Like all our online retreats, this one will include, but not require, opportunities for conversation with other participants. Make this retreat your own. It is a communal journey, as is the whole season of Lent, but a great part of it is also your own journey with God in your particular context. The retreat is an invitation to a guided experience with resources, support, and some accountability if you wish, but it is not a competition in holiness or practice. It can be helpful whether or not you are also involved in a parish or congregation in any part of the Christian family.



During the retreat, you can remain private and just read the blog and use the quotes, spiritual exercises, and prayers on your own.

or

If you wish, you can share your thoughts, experiences, and questions via the comments function on the blog and engage in conversation with other retreatants and with the retreat facilitator.

* * * * *
The theme of the desert journey is prominent in Lent.

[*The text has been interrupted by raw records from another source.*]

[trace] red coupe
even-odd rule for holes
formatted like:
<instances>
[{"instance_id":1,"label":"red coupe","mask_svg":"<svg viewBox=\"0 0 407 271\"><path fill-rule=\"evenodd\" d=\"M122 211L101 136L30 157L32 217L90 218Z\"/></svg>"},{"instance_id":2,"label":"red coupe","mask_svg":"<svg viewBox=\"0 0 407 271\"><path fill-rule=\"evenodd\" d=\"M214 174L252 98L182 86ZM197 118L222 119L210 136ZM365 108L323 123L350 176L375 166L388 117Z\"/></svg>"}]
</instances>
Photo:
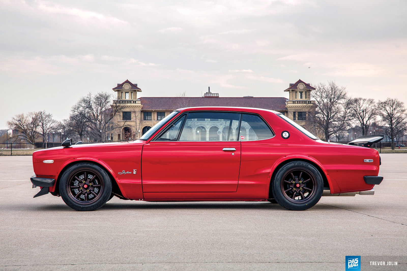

We go to the desert, or to some form of desert or wilderness, in this season --not necessarily to a different place, but in some way to a zone of mindfulness and practice that simplifies our life and peels away its non-essentials-- in order to reconnect, deeply, with God, with Christ, with the Spirit at the heart of God's life, our life, and the life of the world.

The desert journey is for the sake of life. Life abundant. Life in God. Life in relationship.

So we clear space, or let God help us clear space, and time, to make room for the God of comfort and surprises and to make room for what is deepest and truest in our lives.

And because we not only live in our bodies but
are our bodies, our practices are not only states of mind but bodily actions and attitudes.

"Spirituality" does not mean "outside the body" or "other than the body."

Quite the contrary.

"Holiness," though it may include sacrifice or restraint, is not a forgetting of the body but really "wholeness," a way of not living a life in pieces. "Integrity" may be another way of thinking of it. In Lent we seek to be whole again, or whole in a new way.

In the wilderness, in a life that is even just a little simpler, a little slower, and little more mindful, we can discover or rediscover the integrity to which the Holy One calls us.